Over the years, though, some families haven’t been so well-behaved. I noticed that when one woman with four boys arrived, they would take over the pool from west shallow end to east deep end, from north side to south side. Some of the other families, crowded out by five people, would collect their children and leave. It’s hard to have fun when you find yourself in the middle of someone else’s game (boys) or laps (woman). The woman, whose personality resembled Lucy van Pelt’s, never seemed to notice the disruption they brought. That obliviousness bothered me most. (To be fair, some families greeted her, so she was known in the neighborhood.)
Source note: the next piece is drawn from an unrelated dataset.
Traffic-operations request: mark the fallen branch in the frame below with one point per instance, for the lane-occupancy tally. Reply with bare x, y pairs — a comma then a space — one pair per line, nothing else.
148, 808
Other parents bring younger children, then don’t supervise them. The area is full of hazards, including sprinklers that are easy for running kids to trip over, but they’re let loose anyway, come what may. Some run around screaming. A few who spot the local wildlife—often rabbits, sometimes baby rabbits—chase and terrorize it. My favorite was the trio who jumped up to grab the lowest branches of one of the struggling crab apples, then stripped all the leaves off. Bored with that, and with no parents in sight, they broke off the lower branches they could reach. I said something to them, but they stopped only a moment, then ignored me. (Sometimes it works. Sometimes it doesn’t.) When I came out the next day, the devastation under the tree made it look like a major storm had blown through.
The other thing I notice is how much stuff people leave behind. Pool toys and noodles. Floats. Towels. Action figures. Bottles. Shoes and articles of clothing. Pool users leave something behind almost every day. When I was a kid millennia ago, my brother and I didn’t lose anything or leave it behind. We didn’t have much, and if you lost something you weren’t going to get a replacement or something else to console you.
This brings me to a different topic—the building’s bike room. For a long time it was full of bikes. I noticed many, probably most, of them had flat tires and other signs of neglect, like dust, cobwebs, and cocoons. Some remained untouched for years, presumably abandoned since tenant turnover rate is substantial. Except for the rust and grime of neglect, most appear to be in okay shape. That’s especially true of some of the abandoned children’s bikes. They’ve been there so long that the former owners must be in middle school (or higher) by now.
Every now and then management purges some bikes they can’t account for, but not all. Every time I see these still useful bikes hanging or lying there, getting dirtier and more banged up, I wonder if the former owners realized how many people would appreciate having one of those rusting conveyances. There’s even a bike shop in the area where teenage workers learn how to repair bikes while earning a refurbished bike for themselves. I’m floored by the waste, which was a luxury that only a few could indulge in not so many generations ago.
Bother the bunnies, trash the trees, waste what you have—there’s more where that came from.